La pieza, de casi 1,80 metros de altura y unos 50 kilos de peso, se alza cada año en la puerta de su vivienda como auténtico símbolo festivo del pueblo. Está confeccionada con flores silvestres y materiales naturales recogidos en el campo, ensamblados de manera manual hasta dar forma a una figura que va más allá de lo decorativo para convertirse en emblema colectivo de identidad local. El conjunto se completa con elementos como un sombrero y una peluca, que refuerzan su impacto visual durante las fiestas.
Lejos de ser una iniciativa aislada, esta reinterpretación del Mayo forma parte de una dinámica compartida por varias vecinas del pueblo.
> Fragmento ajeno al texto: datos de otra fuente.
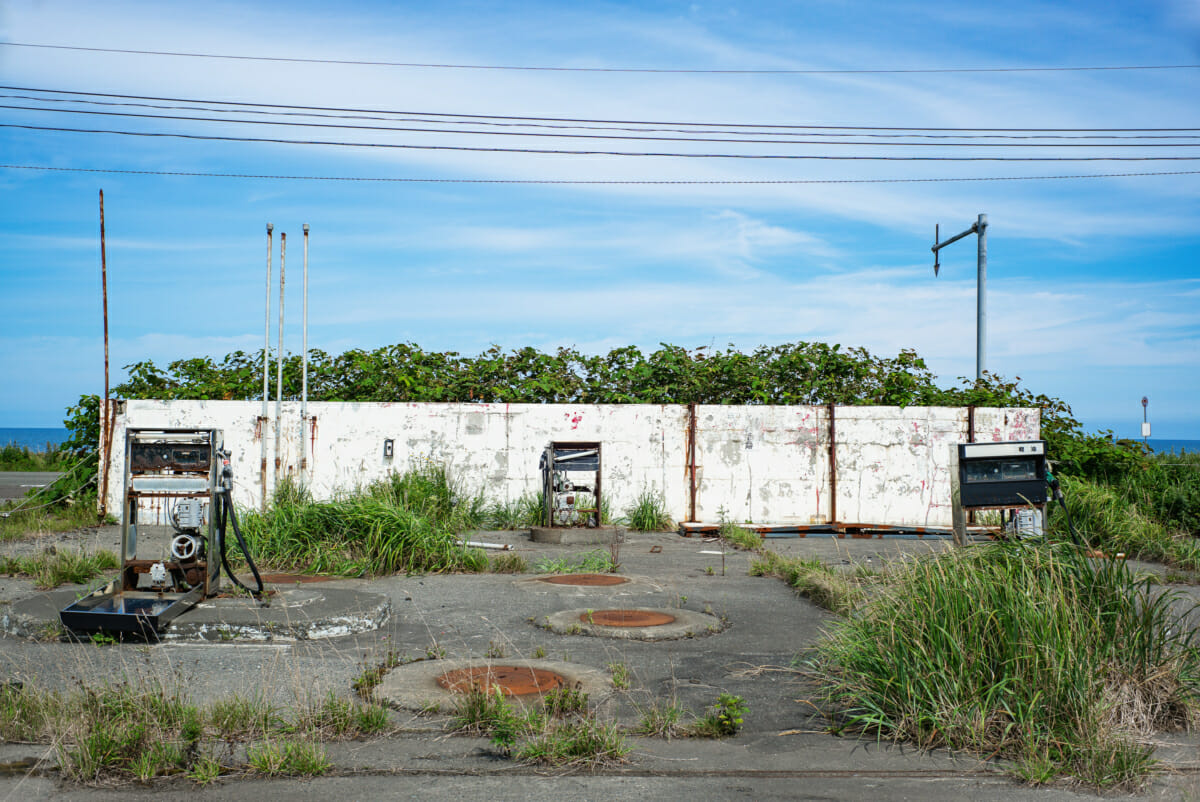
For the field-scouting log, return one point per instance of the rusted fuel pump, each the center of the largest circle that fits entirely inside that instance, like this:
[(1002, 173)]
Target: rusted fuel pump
[(185, 476)]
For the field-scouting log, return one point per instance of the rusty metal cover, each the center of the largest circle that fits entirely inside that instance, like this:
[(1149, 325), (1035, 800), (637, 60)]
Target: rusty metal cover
[(511, 680), (591, 580), (627, 618)]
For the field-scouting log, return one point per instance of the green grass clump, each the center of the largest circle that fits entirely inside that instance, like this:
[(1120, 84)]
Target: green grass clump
[(520, 514), (403, 524), (810, 578), (1108, 520), (724, 719), (288, 759), (741, 537), (243, 718), (121, 730), (334, 717), (583, 743), (43, 520), (508, 563), (1025, 651), (649, 514), (660, 718), (51, 568), (593, 562)]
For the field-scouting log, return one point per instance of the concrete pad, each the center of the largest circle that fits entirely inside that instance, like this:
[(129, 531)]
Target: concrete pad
[(633, 586), (294, 614), (687, 624), (414, 686), (601, 536)]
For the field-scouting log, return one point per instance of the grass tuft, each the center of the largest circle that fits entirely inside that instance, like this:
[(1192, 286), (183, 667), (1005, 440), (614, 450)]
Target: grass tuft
[(813, 579), (520, 514), (649, 514), (583, 743), (1108, 520), (508, 563), (1026, 651), (52, 568), (402, 524), (593, 562)]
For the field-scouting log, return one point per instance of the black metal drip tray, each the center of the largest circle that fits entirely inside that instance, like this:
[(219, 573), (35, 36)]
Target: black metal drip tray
[(130, 611)]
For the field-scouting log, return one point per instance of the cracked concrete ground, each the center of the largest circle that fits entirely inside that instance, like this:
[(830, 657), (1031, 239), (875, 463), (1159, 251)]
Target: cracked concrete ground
[(784, 752)]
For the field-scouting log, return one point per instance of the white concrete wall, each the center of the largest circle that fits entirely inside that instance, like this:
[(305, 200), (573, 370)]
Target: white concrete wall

Junto a Luisa Esteban, destacan nombres como Chonita, autora de una maya con forma de niña, y María Vara, que ha creado otra figura similar. Todas ellas consolidan un modelo de participación femenina que ha ganado protagonismo en la conservación y renovación de la tradición.
El cambio respecto al Mayo tradicional es profundo. La antigua costumbre, basada en la colocación de un árbol coronado con muñecos de paja, fue perdiendo fuerza con el éxodo de la población joven. En su lugar, estas nuevas mayas introducen una reinterpretación simbólica, sustituyendo el tronco por figuras humanas que dialogan con la realidad actual del medio rural.
En esta transformación, la dimensión femenina adquiere un papel central, no solo como ejecutora de la tradición, sino como agente activo de cambio cultural. La estética de las mallas aporta además una lectura contemporánea que visibiliza la implicación de las mujeres en la preservación del patrimonio inmaterial.
Las creaciones, elaboradas exclusivamente con materiales naturales del entorno, requieren un mantenimiento constante durante las fiestas. A medida que las flores se marchitan, las propias autoras las van sustituyendo para mantener viva la estructura, reforzando así el carácter efímero y cambiante de la obra.
En el recuerdo del pueblo permanece la figura de Gregorio Mezquita, vecino fallecido y referente en la conservación del Mayo tradicional, cuya memoria sigue vinculada a la continuidad de la celebración. Su legado se entrelaza ahora con esta nueva etapa en la que la tradición no desaparece, sino que se adapta a la evolución social del entorno rural.
La implicación vecinal sigue siendo el eje fundamental de la fiesta. En San Juan del Rebollar, la elaboración de estas mayas se ha consolidado como una forma de reforzar la identidad local, mantener el vínculo con el territorio y reinterpretar una costumbre que continúa viva a través de nuevas manos y nuevas miradas.